(by Michele Gorga, lawyer and Aidr observatory component for the coordination of DPO, RTD and Reputation Manager) Three changes to the Legislative Decree 30 June 2003 n. 196, in the updated version with the Legislative Decree 101 of 2018, made with the newborn Law Decree of 8 October 2021, which came into force on Saturday 9 October 2021.
The first change, which has already caused a scandal to be screamed at, but the alarm is exaggerated, concerns the necessary suppression, in view of the commitment undertaken at the European level to improve the efficiency of PNRR resources, of the preventive opinion of the Privacy Guarantor for the general acts of the PA
In order to maintain the commitment to de-bureaucratize the decision-making process of the implementing decree of the government action, the Government has repealed art. 2-quinquiesdecies of the Privacy Code. This rule provided for the treatments that presented high risks for the execution of a task of public interest, that is for those carried out by the Public Administration in the exercise of its duties, the need for the prior opinion of the Guarantor, who could prescribe measures and precautions that the data controller was then required to adopt in advance. Practically a superordinate control over the government action that was badly reconciled with the timing and streamlining of the PNR expenditure streamlining procedure.
The contextual reform that provides for the repeal of art. 22 of Legislative Decree 101 of 2018 and co. 3 of art. 9 of the aforementioned Legislative Decree 139/2021 also providing that the opinions of the Guarantor for the protection of personal data requested with regard to reforms, measures and projects of the National Recovery and Resilience Plan referred to in Regulation (EU) 2021/241 of the European Parliament and of the Council of February 12, 2021, of the National Plan for complementary investments referred to in the decree-law of May 6, 2021, n. 59, as well as the Integrated National Plan for Energy and Climate 2030 referred to in Regulation (EU) 2018/1999 of the European Parliament and of the Council of 11 December 2018, are rendered within the non-extendable term of thirty days from the request, which can proceed independently from the acquisition of the opinion of the guarantor.
A reform, therefore, necessary for Italy that does not affect the privacy rights of citizens, but only the extent of the sphere of the preventive control power of the Guarantor, and respect for the limits of the subsequent one, which does not at all suppress the right the protection of the data of the persons who may be interested in the individual procedures who will always be able to assert their rights in the competent judicial and administrative offices. It is a question, therefore, of reforms that aim at the efficiency of the administrative process and that de-bureaucratise a little Byzantine procedures, entangled in opinions halfway between unexpressed certainties and permanent uncertainties. A good start, therefore, given that if we talk about simplifications in the Public Administration, we must start somewhere.
Speculating the abrogation of art. 2-quinquiesdecies, in the matter of the preventive opinion of the guarantor, is the provision made again with the law decree 136/2021 integrating art. 2-ter of Legislative Decree 196/2003 on the legal basis for the processing of personal data carried out by public administrations for the execution of a task of public interest or connected to the exercise of public authority, providing the legislator that the processing of personal data by a 'public administration, including independent authorities, as well as by a publicly controlled company or a body governed by public law, is now always permitted if necessary for the fulfillment of a task carried out in the public interest or for the exercise of public powers attributed to it and this regardless of the purpose of the processing, whether or not it is expressly provided for by a law or regulation. The aforementioned treatments, therefore, can now be traced back to the task performed or to the power exercised and thus the possibility of maneuvering the administrative action is extended so as not to remain always chained to the existence of a law of legitimation of the treatment.

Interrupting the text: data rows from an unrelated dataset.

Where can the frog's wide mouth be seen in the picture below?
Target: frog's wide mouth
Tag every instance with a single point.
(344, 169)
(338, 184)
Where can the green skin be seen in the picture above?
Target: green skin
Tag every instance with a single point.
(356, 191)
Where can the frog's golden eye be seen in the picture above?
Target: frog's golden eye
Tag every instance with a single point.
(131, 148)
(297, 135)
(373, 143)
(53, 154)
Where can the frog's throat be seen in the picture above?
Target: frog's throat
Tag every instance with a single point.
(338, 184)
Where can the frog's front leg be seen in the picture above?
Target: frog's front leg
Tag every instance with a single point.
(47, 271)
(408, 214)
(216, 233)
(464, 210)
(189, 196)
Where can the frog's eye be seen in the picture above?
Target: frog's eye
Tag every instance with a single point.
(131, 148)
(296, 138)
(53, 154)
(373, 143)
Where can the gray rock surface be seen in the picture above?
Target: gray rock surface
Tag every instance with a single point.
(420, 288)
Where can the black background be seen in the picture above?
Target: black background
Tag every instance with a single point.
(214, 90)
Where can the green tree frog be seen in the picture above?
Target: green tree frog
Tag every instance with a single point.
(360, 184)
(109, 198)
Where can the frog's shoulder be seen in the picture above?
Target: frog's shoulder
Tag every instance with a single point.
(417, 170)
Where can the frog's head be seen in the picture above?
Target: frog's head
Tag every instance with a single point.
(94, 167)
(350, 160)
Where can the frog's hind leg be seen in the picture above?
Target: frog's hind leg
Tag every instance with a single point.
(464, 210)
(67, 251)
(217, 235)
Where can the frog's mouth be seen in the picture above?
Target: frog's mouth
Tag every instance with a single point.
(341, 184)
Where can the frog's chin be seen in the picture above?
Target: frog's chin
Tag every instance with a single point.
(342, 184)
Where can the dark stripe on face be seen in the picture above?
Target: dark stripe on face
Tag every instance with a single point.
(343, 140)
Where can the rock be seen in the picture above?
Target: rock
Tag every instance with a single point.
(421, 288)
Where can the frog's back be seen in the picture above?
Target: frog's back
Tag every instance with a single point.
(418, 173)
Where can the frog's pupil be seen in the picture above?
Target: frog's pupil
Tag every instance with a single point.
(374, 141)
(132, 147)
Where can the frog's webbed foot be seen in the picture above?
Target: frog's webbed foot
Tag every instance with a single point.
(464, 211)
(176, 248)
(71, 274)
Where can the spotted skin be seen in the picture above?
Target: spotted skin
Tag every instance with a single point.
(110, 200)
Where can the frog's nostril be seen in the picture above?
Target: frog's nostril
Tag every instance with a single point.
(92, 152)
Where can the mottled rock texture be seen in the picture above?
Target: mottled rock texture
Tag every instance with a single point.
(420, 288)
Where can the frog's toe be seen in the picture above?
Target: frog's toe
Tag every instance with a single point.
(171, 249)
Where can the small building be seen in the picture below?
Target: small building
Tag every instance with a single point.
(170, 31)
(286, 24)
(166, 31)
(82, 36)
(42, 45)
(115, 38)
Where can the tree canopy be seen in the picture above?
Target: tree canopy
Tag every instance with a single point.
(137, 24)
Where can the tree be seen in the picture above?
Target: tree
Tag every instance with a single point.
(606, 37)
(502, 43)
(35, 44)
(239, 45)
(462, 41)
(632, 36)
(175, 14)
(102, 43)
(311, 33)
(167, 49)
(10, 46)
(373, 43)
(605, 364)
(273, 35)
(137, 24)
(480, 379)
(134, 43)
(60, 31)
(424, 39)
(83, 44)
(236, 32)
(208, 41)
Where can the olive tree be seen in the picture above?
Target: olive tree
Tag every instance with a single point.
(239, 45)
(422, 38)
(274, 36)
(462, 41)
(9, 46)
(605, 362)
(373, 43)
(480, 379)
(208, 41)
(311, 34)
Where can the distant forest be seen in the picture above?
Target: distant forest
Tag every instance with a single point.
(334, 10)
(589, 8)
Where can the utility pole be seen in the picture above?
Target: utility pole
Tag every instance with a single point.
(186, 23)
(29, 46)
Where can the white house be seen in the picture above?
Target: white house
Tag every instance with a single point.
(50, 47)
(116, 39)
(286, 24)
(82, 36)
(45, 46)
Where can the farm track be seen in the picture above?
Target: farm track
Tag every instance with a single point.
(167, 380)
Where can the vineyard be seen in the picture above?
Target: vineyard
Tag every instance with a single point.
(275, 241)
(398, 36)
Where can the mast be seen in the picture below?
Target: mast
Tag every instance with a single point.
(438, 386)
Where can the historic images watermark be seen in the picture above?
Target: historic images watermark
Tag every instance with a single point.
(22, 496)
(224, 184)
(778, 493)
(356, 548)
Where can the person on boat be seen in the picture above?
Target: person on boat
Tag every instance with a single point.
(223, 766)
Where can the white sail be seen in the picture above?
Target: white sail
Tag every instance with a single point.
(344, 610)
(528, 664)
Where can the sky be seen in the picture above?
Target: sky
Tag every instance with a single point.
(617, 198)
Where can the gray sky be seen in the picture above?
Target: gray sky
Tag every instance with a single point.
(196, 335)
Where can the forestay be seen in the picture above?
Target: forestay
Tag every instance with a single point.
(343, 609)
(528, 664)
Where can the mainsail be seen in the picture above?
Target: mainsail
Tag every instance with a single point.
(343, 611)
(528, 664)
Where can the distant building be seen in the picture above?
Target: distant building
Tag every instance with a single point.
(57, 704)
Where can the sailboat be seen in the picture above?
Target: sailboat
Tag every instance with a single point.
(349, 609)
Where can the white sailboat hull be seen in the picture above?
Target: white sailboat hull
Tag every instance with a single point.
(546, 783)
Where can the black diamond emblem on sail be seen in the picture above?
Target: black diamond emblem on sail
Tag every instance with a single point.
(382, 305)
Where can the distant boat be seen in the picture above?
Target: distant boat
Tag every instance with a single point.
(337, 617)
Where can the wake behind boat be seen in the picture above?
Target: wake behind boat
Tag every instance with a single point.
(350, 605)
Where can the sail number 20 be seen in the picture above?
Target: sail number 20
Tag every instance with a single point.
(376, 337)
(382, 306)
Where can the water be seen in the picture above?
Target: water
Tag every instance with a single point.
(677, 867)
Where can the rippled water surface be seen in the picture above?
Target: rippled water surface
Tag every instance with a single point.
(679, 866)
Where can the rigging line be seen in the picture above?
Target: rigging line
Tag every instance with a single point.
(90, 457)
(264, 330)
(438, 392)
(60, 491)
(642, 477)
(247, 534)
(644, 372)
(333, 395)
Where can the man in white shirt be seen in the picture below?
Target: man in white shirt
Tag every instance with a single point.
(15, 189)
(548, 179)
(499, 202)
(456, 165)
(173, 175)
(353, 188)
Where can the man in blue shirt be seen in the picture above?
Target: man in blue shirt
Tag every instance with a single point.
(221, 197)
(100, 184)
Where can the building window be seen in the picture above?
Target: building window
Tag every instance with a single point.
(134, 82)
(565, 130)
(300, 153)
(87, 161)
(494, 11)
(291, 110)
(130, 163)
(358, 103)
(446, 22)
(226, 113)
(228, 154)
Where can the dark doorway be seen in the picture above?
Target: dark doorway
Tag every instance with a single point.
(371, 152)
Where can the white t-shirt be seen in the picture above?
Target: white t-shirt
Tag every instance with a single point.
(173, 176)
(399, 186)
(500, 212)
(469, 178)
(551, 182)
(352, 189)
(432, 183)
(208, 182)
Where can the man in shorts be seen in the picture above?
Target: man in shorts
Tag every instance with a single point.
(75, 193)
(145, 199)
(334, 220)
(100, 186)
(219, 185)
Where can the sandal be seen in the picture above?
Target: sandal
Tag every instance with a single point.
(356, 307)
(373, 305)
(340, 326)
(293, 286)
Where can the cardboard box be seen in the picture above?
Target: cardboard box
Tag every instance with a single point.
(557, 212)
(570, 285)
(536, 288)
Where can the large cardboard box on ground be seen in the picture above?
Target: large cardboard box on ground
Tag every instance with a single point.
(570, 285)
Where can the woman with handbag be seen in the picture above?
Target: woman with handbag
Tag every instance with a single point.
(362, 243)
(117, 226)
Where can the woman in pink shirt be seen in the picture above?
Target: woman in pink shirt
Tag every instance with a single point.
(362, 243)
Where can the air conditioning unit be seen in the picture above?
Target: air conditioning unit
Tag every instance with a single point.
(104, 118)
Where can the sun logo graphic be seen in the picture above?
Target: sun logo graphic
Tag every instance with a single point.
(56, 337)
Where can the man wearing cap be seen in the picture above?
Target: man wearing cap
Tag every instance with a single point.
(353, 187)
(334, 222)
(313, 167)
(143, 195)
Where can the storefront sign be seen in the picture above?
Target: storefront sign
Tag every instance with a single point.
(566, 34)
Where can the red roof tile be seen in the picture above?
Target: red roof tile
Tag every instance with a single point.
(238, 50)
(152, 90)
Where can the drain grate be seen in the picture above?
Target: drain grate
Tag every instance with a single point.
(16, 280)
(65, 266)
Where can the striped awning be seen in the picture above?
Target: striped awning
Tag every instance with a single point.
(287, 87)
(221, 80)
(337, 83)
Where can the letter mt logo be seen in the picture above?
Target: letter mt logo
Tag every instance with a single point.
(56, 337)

Finally, another significant modification of the Privacy Code was imposed due to the too casual use that too many subjects make of their image or data. With the introduction of a new article 144-bis of Revenge porn it is expected that anyone, including minors over the age of fourteen, has reasonable grounds to believe that images or videos with sexually explicit content concerning them, intended to remain private, may be subject to dispatch, delivery, transfer, publication or dissemination without your consent in violation of art. 612-ter of the Criminal Code, can contact the Guarantor, by means of a report or complaint, who, within forty-eight hours of receiving the request, proceeds pursuant to article 58 of Regulation (EU) 2016/679, thus expanding the urgent and precautionary powers of the Guarantor to ensure immediate and urgent protection to probable victims of the network. Finally, it is envisaged that when the images or videos concern minors, the request to the Guarantor can also be made by the parents or by those exercising parental responsibility or guardianship.